I mean this is the obvious answer but React has the largest market share I would think, and so if you are a large enterprise that deals with employee churn and you think you will struggle to find and hire good talent, React is the framework/library that is the most common, and therefore likely the easiest to hire for and maintain over time.
It is what bootcamps teach and what most people end up learning.
React has indeed large and thriving community. But personally, I don't understand their roadmap. It was smart decision to open the framework in the early days, but for enterprise we need more control with what's installed. E.g. with vanilla NextJS install I counted over 200 node packages, who have checked if those packages do not have security issues?

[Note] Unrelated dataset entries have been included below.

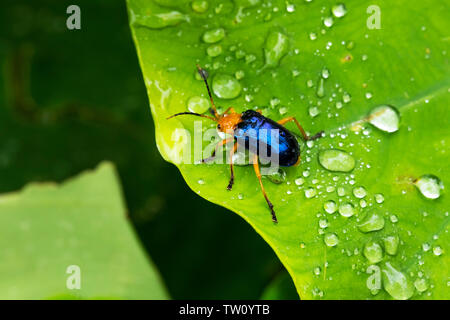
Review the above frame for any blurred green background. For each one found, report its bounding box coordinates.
[0,0,292,299]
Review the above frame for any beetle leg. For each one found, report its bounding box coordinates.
[227,142,237,190]
[202,138,234,163]
[253,155,278,223]
[278,117,323,140]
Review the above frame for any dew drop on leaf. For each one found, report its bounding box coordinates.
[363,241,383,264]
[323,233,339,247]
[368,105,400,133]
[202,28,225,43]
[319,149,355,172]
[382,262,414,300]
[414,174,444,199]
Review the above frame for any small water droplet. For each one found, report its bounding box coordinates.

We have a shortlist, we are looking at React (with tight control what is installed as additional packages), Angular (we don't have much experience with this framework in house), Oracle JET (JQuery + knockout.js), SAPUI (also JQuery), but the last two frameworks do not have large community, which could possibly mean that in case of issues we are all by ourselves.
> who have checked if those packages do not have security issues?
There are several companies that provide this service. Socket.dev being the one that we use in the company where I work. We also make use of GitHub Advanced Security and Dependency Bot.
Supply chain security is a problem for any language where your developers rely on third party packages, but agreed that it's particularly challenging with the JS ecosystem.
React is probably what many would recommend, but since you said enterprise then please do consider Angular.
It is not as trendy and cool as React, but I've used angular a lot in enterprise scenarios and it has a lot going for it: everything you need is already built-in so you do not need to pull in endless crap via NPM that you now need to review/manage/check-in (i.e. you just have one dependency), it is relatively stable without many breaking changes over time (and the tooling typically auto-upgrades your code via `ng upgrade` when there are - no other dependencies need to have their upgrade managed at the same time), it has all the same bells and whistles as everything else (SSR, vite etc), on-page performance is about as good as everything else, it has a mature and accessible Web UI component library, and it is backed by Google who employ people to actually work on it. Just pick Angular v17 or whatever and get stuff done.
Unlike react that relies heavily on loads of third-party frameworks, Angular genuinely is "batteries included" so you can just start building without making endless choices and refactorings whenever your routing framework changes, or there is a security bug in your now-unmaintained form validation library, or that reactivity library is now incompatible with your local storage framework but you can't upgrade because it is incompatible with the current version a11y helper library you need to use for legal compliance reasons, or you need to change your CSS library because the UX folks prefer the padding Vs Tailwinds etc.
TIL that Oracle JET is moving to support Preact with virtual dom. Initially, they used jQuery and Knockout.js. Another framework to consider. They have huge library of components; packages are well controlled.
RxJS is central to how it does things - it is so tightly integrated that it is part of the single distribution as far as I know.
Edit: appears it is a separate dependency in terms of package.json (along with zone.js, but I believe that is due to be removed in future versions). I would not expect any issues with managing dependency diffs between angular and RxJS though.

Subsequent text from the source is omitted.